People get frickin wound up about resolution, but honestly the resolutions that your eye can detect are FAR below the resolutions that your ordinary home scanner can produce. Unless you're planing on printing these the size of a building or viewing them on 25K screen in 2098, don't worry. Scan on a photo setting, in a sympathetic format that won't result in any data loss (maybe tiff), and get on with your life.
The last time I scanned a picture on the scanner I owned at the time, I could definitely tell a difference. The original was a digital picture that had been printed out as a holiday card by shutterbug or something, so maybe it was not as clear and sharp as my eye perceived it to be? Because the scan was unacceptably grainy, especially in comparison to the original.
Anyway, your post is reassurring in a "you almost can't screw this up" way.
Yeah, scanning a cheap print is not going to give you a good result (unless you knew how to manipulate that. A professional can and would scan a cheap print VERY large, for printing rather small, so your eye would not see the print dots). Scanning a photo print, be it digital or darkroom, will be just fine. You won't be able to tell the difference. Scanning a slide will be just fine.
Regarding resolution/file size: I think the take-away from this thread is that bigger is not better. The technology has eclipsed the differences that your eye can see, which makes it completely pointless, imo. The home scanner of today is better than a professional drum scanner of even 15 years ago.

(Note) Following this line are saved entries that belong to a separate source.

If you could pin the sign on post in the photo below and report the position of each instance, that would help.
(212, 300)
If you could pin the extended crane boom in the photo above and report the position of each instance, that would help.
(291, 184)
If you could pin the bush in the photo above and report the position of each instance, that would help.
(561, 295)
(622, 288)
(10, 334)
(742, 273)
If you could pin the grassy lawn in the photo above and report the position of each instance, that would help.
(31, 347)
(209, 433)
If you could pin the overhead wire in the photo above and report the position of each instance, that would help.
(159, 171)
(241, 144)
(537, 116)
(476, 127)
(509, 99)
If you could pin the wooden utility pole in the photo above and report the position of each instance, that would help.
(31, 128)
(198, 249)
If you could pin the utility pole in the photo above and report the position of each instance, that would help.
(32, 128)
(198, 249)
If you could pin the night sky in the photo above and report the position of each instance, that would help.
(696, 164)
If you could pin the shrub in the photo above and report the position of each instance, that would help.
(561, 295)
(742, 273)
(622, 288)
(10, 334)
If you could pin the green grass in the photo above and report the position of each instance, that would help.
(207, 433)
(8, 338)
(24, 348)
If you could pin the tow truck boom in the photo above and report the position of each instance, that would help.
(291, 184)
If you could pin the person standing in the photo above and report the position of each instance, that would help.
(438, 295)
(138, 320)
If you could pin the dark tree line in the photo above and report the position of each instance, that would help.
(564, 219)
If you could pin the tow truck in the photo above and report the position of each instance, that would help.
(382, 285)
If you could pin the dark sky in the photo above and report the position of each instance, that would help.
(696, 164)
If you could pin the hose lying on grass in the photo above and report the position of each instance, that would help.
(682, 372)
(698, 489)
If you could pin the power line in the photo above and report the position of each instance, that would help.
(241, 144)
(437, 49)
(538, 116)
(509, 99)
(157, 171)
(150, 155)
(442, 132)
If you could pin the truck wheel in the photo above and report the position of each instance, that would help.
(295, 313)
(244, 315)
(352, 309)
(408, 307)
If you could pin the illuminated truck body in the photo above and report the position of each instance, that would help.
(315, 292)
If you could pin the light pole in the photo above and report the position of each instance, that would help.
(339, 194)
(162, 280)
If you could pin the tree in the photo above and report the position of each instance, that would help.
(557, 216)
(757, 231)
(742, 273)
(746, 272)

If it were me, I would approach the situation like this:
1. Divide your pics into those that need correction, and those that won't. For example, many old photos get a yellow cast that's easily corrected. If you can use Photoshop, you can correct this, but these may be the photos that would be easiest for you to farm out.
2. Set up your scanner for 600 dpi, tiff format
3. Drop groups of shots on the scanner, and record what they are on a word doc eg Little Billy's 6th birthday
4. Name file appropriately eg Billys_6th_Group1
5. With the photos still on the flatbed of the scanner, change scanner to 600dpi jpg, scan again with same file name.
6. Repeat until you're finished
7. Go into file and grab all the jpgs into a separate folder
8. Save your index type document with both the tiff and jpg groups.
9. Stick the files on pen drives or discs, or whatever you've chosen.